Was diese Wahl aber macht ist, dass in den letzten zwei Jahren das politische Feld etwas verwirrend ist. Es gab Konservative, die für Leave stimmten, und Labour-Leute, die für Leave stimmten, und es gab dasselbe auch aus den anderen Parteien. Man geht wieder jetzt auf Parteipolitik zurück, unabhängig davon, wie man in der Volksabstimmung abgestimmt hat. Das war ein wichtiger Prozess und das ist der Prozess, den Theresa May mit dieser Wahl überwinden wollte, damit sie eine Amtsperiode hat, wo die Abstimmungen wieder auf das Parteisystem zurückgehen.
"Wir sollten wirklich zusammenarbeiten"
Heckmann: Frau Stuart, hier in Deutschland, in Europa ist oft zu lesen, Europa sitze am längeren Hebel bei diesen Verhandlungen, denn wenn es keine Übereinkunft mit London gebe, dann gäbe es einen harten Brexit und damit auch kein Freihandelsabkommen.

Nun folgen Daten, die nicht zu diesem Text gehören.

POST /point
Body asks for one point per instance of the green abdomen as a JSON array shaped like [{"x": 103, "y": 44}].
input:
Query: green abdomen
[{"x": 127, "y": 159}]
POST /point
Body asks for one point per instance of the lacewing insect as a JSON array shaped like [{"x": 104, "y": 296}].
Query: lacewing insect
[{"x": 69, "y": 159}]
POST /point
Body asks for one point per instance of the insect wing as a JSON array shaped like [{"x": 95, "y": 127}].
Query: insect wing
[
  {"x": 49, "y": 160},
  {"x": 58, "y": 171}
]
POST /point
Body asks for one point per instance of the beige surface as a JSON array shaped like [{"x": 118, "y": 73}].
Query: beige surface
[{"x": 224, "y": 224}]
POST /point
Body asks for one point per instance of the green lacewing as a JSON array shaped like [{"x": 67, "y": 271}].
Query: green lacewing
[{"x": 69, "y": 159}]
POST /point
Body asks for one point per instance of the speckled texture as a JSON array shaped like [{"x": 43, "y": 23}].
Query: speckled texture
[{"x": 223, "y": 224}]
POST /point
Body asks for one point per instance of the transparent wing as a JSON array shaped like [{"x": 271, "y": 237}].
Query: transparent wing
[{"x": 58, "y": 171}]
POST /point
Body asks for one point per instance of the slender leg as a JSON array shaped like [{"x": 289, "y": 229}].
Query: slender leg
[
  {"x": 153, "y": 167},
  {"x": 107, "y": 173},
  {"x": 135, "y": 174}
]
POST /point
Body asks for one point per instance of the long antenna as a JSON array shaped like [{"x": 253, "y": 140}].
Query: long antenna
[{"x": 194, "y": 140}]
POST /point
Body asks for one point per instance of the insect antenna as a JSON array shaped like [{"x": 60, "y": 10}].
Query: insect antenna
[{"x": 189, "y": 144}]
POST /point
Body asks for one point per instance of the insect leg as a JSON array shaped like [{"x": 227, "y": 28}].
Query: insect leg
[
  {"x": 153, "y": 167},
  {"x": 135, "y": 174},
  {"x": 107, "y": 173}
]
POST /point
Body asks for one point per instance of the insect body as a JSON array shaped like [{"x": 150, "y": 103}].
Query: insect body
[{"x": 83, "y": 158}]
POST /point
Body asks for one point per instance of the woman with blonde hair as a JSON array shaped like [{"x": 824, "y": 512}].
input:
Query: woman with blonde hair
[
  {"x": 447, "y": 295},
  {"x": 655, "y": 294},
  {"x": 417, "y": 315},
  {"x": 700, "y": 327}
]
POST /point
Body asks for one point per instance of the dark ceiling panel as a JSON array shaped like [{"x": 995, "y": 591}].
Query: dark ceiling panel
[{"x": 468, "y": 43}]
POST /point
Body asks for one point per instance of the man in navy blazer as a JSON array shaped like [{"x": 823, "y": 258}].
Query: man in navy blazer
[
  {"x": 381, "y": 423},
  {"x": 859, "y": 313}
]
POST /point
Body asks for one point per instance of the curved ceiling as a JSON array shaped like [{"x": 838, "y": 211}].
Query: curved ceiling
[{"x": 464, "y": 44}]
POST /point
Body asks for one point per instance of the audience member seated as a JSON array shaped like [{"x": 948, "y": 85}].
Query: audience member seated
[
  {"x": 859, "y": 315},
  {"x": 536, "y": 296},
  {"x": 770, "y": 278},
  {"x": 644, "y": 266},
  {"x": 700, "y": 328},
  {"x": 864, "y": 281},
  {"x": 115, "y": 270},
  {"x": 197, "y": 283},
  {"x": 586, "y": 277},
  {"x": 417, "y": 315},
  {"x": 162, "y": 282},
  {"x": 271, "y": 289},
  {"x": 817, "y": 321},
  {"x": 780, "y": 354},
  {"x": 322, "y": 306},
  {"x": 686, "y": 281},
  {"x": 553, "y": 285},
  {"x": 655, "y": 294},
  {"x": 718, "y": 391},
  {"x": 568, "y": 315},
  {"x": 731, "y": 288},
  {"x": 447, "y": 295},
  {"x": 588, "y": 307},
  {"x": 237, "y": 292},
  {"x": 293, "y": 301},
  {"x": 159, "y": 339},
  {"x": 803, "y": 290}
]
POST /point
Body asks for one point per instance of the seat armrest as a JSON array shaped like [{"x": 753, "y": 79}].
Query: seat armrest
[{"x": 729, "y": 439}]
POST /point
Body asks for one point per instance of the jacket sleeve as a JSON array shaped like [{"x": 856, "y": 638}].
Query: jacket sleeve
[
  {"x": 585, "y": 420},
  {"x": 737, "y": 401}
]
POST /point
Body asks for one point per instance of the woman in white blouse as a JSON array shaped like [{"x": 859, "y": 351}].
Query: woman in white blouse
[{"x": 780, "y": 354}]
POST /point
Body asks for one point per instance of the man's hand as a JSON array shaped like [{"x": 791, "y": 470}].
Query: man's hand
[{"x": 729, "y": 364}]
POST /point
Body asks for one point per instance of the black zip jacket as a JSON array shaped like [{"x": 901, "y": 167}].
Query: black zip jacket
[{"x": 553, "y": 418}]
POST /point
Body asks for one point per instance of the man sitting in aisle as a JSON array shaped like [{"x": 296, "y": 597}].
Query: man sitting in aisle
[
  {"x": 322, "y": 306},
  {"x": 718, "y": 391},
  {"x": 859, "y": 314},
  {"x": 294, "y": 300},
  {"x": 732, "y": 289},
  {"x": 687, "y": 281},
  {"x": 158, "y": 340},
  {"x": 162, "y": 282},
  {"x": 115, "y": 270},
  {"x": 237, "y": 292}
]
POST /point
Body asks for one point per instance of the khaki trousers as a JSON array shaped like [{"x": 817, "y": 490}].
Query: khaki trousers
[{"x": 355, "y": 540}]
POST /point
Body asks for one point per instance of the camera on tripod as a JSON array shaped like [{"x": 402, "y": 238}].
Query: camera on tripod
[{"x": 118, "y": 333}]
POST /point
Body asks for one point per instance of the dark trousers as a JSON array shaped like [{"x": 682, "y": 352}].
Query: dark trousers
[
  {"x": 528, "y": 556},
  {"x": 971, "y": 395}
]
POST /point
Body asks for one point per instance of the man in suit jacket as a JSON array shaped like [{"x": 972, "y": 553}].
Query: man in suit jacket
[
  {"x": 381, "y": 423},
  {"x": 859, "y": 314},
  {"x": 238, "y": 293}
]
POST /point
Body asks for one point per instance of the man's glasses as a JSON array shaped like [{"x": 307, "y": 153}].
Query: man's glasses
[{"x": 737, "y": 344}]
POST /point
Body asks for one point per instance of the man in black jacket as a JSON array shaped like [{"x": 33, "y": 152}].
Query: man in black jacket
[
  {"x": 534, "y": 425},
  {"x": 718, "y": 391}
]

Haben sich die Briten am Ende verspekuliert?
Stuart: Ich glaube, es wäre ein ganz großer Fehler auf beiden Seiten, der Meinung zu sein, dass wir mit unseren Bevölkerungen oder Wirtschaften hier Spiele spielen könnten. Es ist weder im Sinne Europas, noch im Sinne des Vereinigten Königreiches, kein Abkommen zu treffen, sondern eines, das beiden Seiten hilft. Es würde doch beiden Seiten schaden, wenn wir kein Übereinkommen haben. Ich kann zwar sehen, dass am Ende von der Abstimmung einige Leute sich darüber ärgerten und meinten, jetzt sollten die Briten mal den Preis dafür zahlen, aber im Endeffekt schadet es doch Europa genauso wie dem Vereinigten Königreich und wir sollten wirklich zusammenarbeiten.
Heckmann: Wir werden das weiter verfolgen. Sie selber treten einstweilen nicht mehr an bei dieser Wahl. Ich darf fragen, weshalb nicht? Haben Sie sich ins Abseits manövriert in Ihrer eigenen Partei wegen Ihrer Haltung zum Brexit?
Stuart: Nein. Ich hatte in 2015 vor der Volksabstimmung mich entschlossen, dass das mein letzter Wahlkampf wäre. Meine Kalkulation zu dem Punkt war 2020. Da war ich dann 23 Jahre im Unterhaus. Ich werde 65 und das ist ein guter Abschnitt. Jetzt 20 Jahre, ich glaube, das ist lang genug. Ich werde weiterhin daran arbeiten, dass wir ein gut verhandeltes Abkommen haben. Ich verlasse nicht die Politik, ich verlasse lediglich das Unterhaus.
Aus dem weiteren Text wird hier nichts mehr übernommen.